Progress has been slow since then, although gene transfer currently is being studied in patients in the United States and other countries as a potential treatment for peripheral arterial disease, Parkinson's disease, and certain forms of cancer. The Chinese government recently approved the first marketed gene transfer for treatment of head and neck cancer.

Scientists do not believe they will find a single gene for every disease. As a result, they are studying relationships between genes and probing populations for variations in the genetic code, called single nucleotide polymorphisms, or SNPs, that may increase one's risk for a particular disease or determine one's response to a given medication.

This powerful ability to assign risk and response to genetic variations is fueling the movement toward "individualized medicine." The goal is nothing short of prevention, earlier diagnosis, and more effective therapy by prescribing interventions that match patients' particular genetic characteristics.

PURSUING NEW POSSIBILITIES

In response to concerns that information about disease risk could be used to deny people health insurance or employment, a raft of legislation at both the state and federal levels has been passed in recent years in the United States to prohibit genetic discrimination.
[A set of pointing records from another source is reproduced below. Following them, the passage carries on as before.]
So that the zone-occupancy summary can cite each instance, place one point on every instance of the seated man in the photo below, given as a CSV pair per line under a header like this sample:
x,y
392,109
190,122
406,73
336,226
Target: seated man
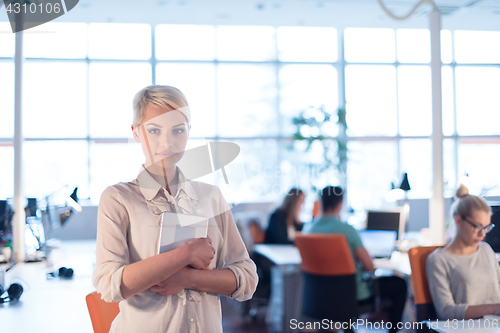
x,y
391,288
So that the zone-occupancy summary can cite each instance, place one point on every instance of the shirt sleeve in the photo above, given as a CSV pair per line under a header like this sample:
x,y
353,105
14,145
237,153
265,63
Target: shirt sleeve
x,y
234,255
439,285
112,253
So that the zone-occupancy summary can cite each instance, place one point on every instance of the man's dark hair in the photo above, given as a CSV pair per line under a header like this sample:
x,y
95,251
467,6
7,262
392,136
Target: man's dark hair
x,y
331,196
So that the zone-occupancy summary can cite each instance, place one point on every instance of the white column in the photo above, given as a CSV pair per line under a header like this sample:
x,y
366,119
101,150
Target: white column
x,y
436,203
19,200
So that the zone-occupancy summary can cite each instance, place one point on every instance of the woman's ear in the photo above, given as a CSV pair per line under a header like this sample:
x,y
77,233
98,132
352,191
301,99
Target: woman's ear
x,y
135,131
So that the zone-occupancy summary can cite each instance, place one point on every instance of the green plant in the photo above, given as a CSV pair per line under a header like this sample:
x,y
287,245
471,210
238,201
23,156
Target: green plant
x,y
311,126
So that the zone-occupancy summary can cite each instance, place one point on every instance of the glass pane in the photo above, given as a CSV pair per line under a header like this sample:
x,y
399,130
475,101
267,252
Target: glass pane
x,y
371,100
446,52
111,163
372,166
7,99
448,101
252,43
369,45
55,99
247,100
414,45
306,86
262,181
478,101
112,88
200,93
7,40
51,165
449,168
310,44
306,169
416,160
477,46
415,101
184,42
7,172
481,162
119,41
56,40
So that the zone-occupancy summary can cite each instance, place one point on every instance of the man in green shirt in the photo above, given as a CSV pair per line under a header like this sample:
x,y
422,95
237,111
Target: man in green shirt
x,y
390,288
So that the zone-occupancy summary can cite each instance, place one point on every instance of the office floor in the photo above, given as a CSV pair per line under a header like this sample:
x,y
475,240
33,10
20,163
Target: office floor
x,y
233,322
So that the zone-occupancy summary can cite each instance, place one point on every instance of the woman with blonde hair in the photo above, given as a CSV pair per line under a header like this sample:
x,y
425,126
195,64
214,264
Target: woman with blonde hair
x,y
178,290
464,276
284,221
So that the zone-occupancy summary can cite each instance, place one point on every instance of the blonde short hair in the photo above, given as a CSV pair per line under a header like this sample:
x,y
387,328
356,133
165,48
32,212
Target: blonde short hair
x,y
161,96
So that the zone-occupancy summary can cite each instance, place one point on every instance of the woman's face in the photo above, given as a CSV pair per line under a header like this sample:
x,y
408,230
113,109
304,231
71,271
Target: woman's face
x,y
163,135
466,227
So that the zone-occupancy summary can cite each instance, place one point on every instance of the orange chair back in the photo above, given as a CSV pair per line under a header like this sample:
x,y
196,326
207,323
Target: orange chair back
x,y
418,257
101,312
316,208
325,254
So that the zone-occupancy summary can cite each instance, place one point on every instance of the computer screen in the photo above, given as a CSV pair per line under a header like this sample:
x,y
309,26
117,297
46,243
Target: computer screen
x,y
392,220
493,237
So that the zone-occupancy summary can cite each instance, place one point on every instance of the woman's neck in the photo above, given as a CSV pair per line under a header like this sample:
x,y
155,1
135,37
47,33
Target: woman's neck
x,y
458,246
163,175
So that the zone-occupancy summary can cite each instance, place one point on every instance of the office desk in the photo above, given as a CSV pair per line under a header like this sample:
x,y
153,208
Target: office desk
x,y
52,305
285,302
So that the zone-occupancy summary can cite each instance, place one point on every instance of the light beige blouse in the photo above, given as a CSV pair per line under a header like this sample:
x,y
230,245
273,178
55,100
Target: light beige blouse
x,y
128,229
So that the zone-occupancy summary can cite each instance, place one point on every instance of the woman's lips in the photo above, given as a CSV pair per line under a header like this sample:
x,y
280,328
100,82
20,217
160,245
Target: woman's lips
x,y
166,155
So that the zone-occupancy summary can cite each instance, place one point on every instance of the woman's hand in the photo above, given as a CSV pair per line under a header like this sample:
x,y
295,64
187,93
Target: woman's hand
x,y
201,252
174,284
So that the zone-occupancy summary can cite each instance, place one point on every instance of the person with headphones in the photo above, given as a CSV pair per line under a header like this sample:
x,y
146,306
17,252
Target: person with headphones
x,y
178,290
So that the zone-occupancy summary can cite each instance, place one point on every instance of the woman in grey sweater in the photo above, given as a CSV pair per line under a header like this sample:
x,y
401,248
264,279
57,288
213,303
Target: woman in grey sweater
x,y
464,276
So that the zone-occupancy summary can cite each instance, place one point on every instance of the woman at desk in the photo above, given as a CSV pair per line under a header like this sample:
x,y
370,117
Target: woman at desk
x,y
284,222
464,276
178,290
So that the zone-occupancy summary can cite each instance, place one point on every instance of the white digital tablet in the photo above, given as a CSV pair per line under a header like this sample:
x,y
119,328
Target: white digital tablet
x,y
179,229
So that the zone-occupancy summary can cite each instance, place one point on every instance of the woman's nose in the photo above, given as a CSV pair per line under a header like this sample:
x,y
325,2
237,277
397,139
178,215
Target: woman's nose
x,y
166,140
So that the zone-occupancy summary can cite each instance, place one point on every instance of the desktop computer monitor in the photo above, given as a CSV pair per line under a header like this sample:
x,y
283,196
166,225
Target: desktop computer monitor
x,y
391,220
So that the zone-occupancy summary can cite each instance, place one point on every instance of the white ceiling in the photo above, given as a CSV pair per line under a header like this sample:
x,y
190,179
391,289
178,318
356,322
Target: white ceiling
x,y
457,14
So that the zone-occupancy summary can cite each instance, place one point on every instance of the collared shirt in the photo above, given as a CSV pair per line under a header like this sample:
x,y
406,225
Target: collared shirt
x,y
128,229
330,224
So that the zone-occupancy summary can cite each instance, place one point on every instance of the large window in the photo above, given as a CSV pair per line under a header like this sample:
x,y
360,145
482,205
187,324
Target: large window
x,y
244,85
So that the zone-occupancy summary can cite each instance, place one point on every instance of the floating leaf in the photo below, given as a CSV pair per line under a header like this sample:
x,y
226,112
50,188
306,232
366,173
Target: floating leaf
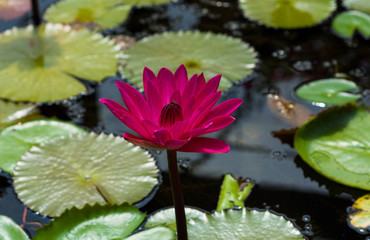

Meanwhile, the NIH, a major supporter of medical research in the United States, is encouraging academic institutions to pursue the new science and new possibilities. Vanderbilt University Medical Center in Nashville, Tennessee, for example, is revising its research enterprise strategic plan to emphasize personalized medicine, drug discovery, and population health care—how best to deliver health care to populations.

The pursuit of cutting-edge research "brings us closer to our ultimate goal of eliminating disability and disease through the best care modern medicine can provide," says Dr. Harry R. Jacobson, Vanderbilt's vice chancellor for health affairs.

Biotechnology is a neutral tool; nevertheless, its capabilities raise troubling ethical questions. Should prospective parents be allowed to "engineer" the physical characteristics of their embryos? Should science tinker with the human germline, or would that alter in profound and irrevocable ways what it means to be human?

More immediately, shouldn't researchers apply biotechnology—if they can—to eliminating health disparities among racial and ethnic groups? While genetic variation is one of many factors contributing to differences in health outcome (others include environment, socioeconomic status, health care access, stress, and behavior), the growing ability to mine DNA databases from diverse populations should enable scientists to parse the roles these and other factors play.

"Understanding the genetic underpinnings of heart disease and cancer will aid the development of screening tools and interventions that can help prevent the spread of these devastating disorders into the world's most rapidly developing economies, including the Far East," says Dr. Jeffrey R. Balser, associate vice chancellor for research at Vanderbilt.

Biotechnology cannot solve complicated health problems alone. Supportive health care infrastructures must be put in place to guarantee access to the new screening tests, vaccines, and medications, and cultural, economic, and political barriers to change must be overcome. Research must include more people from disadvantaged groups, which will require overcoming long-held concerns some of them have had about medical science.

"It will also be critical to make sure that new knowledge and technologies are not used to discriminate inappropriately against individuals and groups," says Dr. Ellen Wright Clayton, co-director of the Vanderbilt Center for Biomedical Ethics and Society. "The laws that have already been passed are a step in the right direction, but more work remains to be done to ensure the kind of inclusive and healthy society to which we aspire."

The opinions expressed in this article do not necessarily reflect the views or policies of the U.S. government.